Arthur Labinjo-Hughes’s maternal grandfather has said he “can’t understand” why warnings about the six-year-old’s care were not heeded.
On Friday, 3 December Emma Tustin, Arthur’s stepmother, was found guilty of murder and sentenced to a minimum of 29 years.
His father Thomas Hughes was found guilty of manslaughter and sentenced to 21 years. Arthur’s biological mother, Olivia Labinjo-Halcrow, is currently serving an 11 year sentence for manslaughter.
Arthur’s grandfather Peter Halcrow said someone should have stepped in when “alarm bells” were ringing in the case of his grandson.
He told BBC Radio 4’s Today programme the little boy had been “well loved and well looked after” by his paternal grandparents.
He said: “They’re decent people, and they were very concerned, and they issued warnings which were ignored, shall we say.
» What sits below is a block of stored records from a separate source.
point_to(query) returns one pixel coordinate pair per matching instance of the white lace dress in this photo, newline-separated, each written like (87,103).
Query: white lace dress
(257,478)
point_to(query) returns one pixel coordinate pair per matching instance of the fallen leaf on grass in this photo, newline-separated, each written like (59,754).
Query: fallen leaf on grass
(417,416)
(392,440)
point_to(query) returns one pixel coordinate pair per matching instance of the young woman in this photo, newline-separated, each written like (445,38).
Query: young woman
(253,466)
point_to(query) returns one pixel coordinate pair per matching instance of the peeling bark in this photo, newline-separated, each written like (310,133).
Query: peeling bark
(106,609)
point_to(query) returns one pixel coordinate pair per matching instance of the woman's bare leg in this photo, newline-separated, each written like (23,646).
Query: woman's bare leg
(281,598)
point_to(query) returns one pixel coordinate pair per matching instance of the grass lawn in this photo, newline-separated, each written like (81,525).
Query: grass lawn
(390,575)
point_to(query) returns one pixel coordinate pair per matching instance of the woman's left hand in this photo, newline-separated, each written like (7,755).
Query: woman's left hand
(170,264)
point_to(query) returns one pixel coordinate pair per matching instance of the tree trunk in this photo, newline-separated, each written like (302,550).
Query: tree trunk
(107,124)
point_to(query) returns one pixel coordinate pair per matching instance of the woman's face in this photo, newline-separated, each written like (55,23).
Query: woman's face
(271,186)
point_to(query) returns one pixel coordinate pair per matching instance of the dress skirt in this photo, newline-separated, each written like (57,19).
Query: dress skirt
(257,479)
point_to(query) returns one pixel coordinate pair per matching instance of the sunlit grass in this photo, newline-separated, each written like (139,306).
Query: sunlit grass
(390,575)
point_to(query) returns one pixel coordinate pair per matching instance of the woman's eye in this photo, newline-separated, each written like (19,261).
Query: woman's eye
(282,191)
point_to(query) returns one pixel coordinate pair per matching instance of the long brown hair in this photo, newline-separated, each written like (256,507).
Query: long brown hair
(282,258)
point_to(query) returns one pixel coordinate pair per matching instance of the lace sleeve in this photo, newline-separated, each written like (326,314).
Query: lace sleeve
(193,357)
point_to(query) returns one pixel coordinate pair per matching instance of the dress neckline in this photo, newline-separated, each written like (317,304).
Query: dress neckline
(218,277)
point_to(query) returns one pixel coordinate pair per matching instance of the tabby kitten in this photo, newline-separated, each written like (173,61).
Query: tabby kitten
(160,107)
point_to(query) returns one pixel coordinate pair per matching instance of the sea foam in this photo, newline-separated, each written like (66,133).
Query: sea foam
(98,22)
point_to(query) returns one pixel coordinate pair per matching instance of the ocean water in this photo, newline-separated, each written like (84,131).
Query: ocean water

“I can’t understand why something wasn’t done about it.
“I don’t know who runs Solihull social services or who went round to the house, because they were called and they must have had a snapshot of the house, and they must have felt everything was fine.”
Asked what he would like reviews into the six-year-old’s death to consider, Mr Halcrow told Today: “It’s not as if it was a kind of ‘passing by’ thing. I mean, people were flagging up there were problems and social services got involved and said there was nothing to worry about.”
He continued: “How can you ask me what I would like them to consider? I mean, they must have a tick-list to do, ‘house is clean, everything’s tidy, blah, blah, blah, so we’ll not worry about it’.
“If alarm bells are ringing all around, even neighbour statements, then surely, there must be someone or some kind of body that can step in and say ‘right, we’re taking that child out of that situation’, you know?
“If the father is not man enough to do that himself then someone has to say ‘this child is suffering and needs help’ and take them out of the situation. And I guess that’s what social services are for.”
Major review launched into circumstances around Arthur’s death
Mr Halcrow’s comments come after the chief inspector of Ofsted said an investigation into child protection services in Solihull is due to get underway next week.
Arthur had been seen by social workers just two months before his death, but they concluded there were “no safeguarding concerns”.
The Government has also announced a major review into the circumstances which led to the murder of the six-year-old.
The review will aim to determine what improvements are needed by the agencies that came into contact with Arthur Labinjo-Hughes. in the months before he was murdered by stepmother Emma Tustin at their home in Solihull.
His father Thomas Hughes has been jailed for manslaughter.